Er küsste sie und obwohl er versuchte sie ins Schlafzimmer zu bugsieren, hatten ihre Körper nicht die Geduld dafür. Sie endeten auf dem Läufer im Wohnzimmer, und obwohl Mackenzies müde Muskeln bei dem harten Boden unter ihrem Rücken protestierten, gewannen andere Teile ihres Körpers die Oberhand.
***
Als ihr Handy um 4:47 Uhr am Morgen klingelte, ging ein einziger Gedanke durch Mackenzies schläfrigen Kopf, während sie auf den Nachttisch griff.
Ein Anruf zu dieser Zeit … Ich glaube, mein Urlaub ist vorbei.
“Ja”, fragte sie und hielt sich nicht mit Formalitäten auf, da sie praktisch noch im Urlaub war.
“White?”
Auf merkwürdige Art hatte sie McGrath schon fast vermisst in den letzten neun Tagen. Trotzdem war der Klang seiner Stimme wie eine schnelle und harte Rückkehr in die Realität.
“Ja, ich bin dran.”
“Tut mir leid für den frühen Anruf”, sagte er. Und ehe er noch etwas Weiteres hinzufügen konnte, hörte Mackenzie Ellingtons Handy von der anderen Seite des Bettes klingeln.
Etwas Großes dachte sie. Etwas Schlechtes.
“Hören Sie, ich weiß, dass Sie zwei Wochen Urlaub haben”, sagte McGrath. “Aber wir haben hier zu viel zu tun und ich brauche Sie dabei. Sie und Ellington. Kommen Sie so schnell Sie können in mein Büro.”

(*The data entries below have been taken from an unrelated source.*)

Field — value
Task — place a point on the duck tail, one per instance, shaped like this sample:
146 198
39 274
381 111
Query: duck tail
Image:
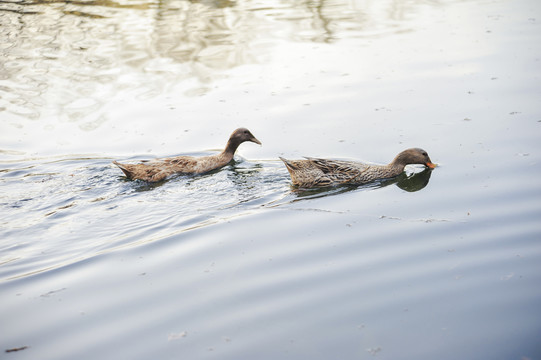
124 169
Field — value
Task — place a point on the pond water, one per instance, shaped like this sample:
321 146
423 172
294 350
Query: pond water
441 264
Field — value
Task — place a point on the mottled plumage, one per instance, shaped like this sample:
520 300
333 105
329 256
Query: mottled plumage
159 169
314 172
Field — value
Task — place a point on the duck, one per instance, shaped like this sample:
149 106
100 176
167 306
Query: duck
159 169
318 172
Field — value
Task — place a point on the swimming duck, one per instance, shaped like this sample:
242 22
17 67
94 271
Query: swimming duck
314 172
159 169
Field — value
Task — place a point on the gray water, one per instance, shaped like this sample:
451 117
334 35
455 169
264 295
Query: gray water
237 263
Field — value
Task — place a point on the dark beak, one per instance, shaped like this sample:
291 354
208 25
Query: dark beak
253 139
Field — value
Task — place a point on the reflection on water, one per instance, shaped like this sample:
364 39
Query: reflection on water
67 59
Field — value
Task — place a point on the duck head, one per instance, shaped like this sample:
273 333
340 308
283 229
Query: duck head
414 156
241 135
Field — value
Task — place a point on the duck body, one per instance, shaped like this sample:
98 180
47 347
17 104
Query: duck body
317 172
159 169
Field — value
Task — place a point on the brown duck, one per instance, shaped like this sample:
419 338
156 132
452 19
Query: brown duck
314 172
159 169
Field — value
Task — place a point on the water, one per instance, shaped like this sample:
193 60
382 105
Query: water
237 263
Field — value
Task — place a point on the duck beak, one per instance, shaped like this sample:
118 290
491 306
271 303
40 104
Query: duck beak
253 139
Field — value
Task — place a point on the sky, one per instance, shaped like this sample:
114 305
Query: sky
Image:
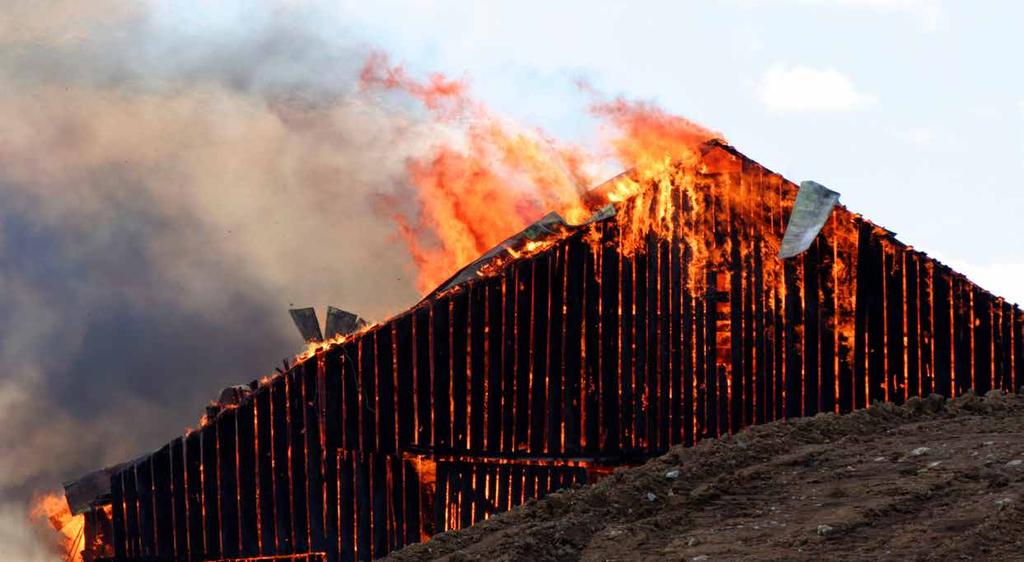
175 174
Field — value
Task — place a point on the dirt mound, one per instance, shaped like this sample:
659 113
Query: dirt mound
933 479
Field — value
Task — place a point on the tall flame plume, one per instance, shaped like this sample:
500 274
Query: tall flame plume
492 177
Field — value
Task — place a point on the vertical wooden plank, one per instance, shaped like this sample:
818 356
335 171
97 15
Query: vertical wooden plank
248 508
912 321
385 389
443 475
477 365
518 479
297 457
860 325
396 502
379 507
524 292
350 390
627 371
982 340
894 319
749 307
368 393
264 460
653 347
574 270
1018 355
347 511
663 397
282 480
314 370
332 442
413 489
364 507
811 342
406 390
194 476
676 337
794 344
118 515
1000 357
441 328
963 327
179 500
640 362
942 312
529 490
495 388
211 493
827 321
424 401
875 268
504 487
460 362
762 344
510 292
539 352
610 428
133 532
925 300
466 494
778 354
1008 348
163 503
555 358
592 354
711 353
228 486
143 481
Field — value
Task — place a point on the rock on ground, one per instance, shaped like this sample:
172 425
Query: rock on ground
828 487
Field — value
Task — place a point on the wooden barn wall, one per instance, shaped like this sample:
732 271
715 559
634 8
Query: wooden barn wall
580 356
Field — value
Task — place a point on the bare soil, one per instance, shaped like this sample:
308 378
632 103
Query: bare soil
934 479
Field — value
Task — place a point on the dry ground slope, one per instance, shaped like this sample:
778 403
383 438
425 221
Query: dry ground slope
934 479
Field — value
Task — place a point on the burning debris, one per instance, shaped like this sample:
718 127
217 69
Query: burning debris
667 321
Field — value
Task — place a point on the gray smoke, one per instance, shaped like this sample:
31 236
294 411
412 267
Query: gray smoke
170 183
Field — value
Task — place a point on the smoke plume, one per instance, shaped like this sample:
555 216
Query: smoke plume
171 181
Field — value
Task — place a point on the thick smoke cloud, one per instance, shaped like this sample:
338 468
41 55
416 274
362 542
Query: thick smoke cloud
172 178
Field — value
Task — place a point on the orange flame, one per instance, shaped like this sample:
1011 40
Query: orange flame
496 177
53 509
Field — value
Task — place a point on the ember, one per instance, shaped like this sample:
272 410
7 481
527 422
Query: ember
54 510
657 314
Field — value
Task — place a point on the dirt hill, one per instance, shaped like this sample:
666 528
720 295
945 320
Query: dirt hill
934 479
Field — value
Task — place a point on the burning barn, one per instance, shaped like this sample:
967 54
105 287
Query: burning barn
667 318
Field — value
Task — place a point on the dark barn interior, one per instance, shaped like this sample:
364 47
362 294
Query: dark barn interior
671 321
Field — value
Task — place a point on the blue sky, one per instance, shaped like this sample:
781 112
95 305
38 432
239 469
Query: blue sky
913 110
174 174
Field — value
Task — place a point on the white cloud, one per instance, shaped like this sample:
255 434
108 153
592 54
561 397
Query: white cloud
929 12
1003 279
797 88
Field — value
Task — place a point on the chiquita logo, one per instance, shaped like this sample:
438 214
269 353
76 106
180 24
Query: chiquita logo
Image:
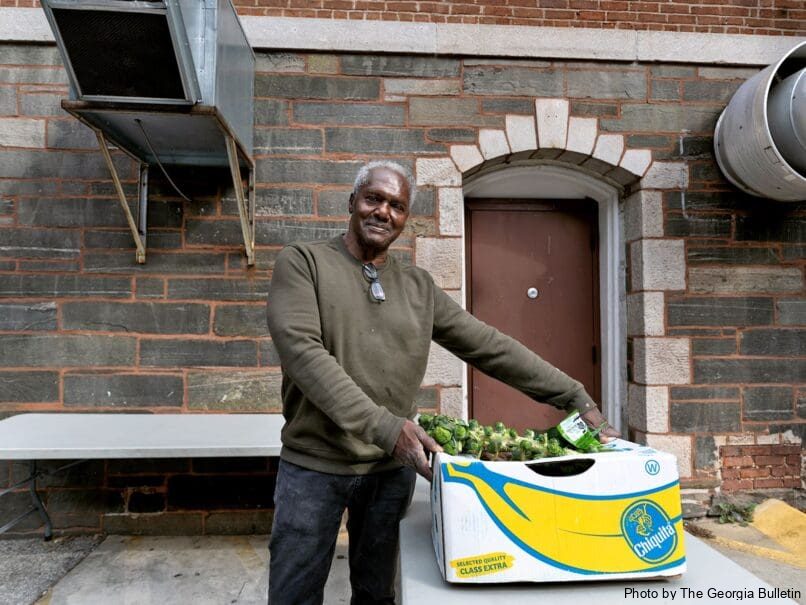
648 531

Das war keine Frage, sondern ein Befehl. Und ohne sich irgendwie zu verabschieden, legte McGrath auf. Mackenzie seufzte und schaute zu Ellington, der eben seinen Anruf beendete.
“Sieht so aus, als wenn dein Urlaub vorbei wäre”, sagte er mit einem dünnen Lächeln.
“Das ist in Ordnung”, sagte sie. “Es ist ja mit einem Paukenschlag geendet.”
Und dann, wie ein altes verheiratetes Ehepaar, küssten sie sich und stiegen aus dem Bett, um zur Arbeit zu gehen.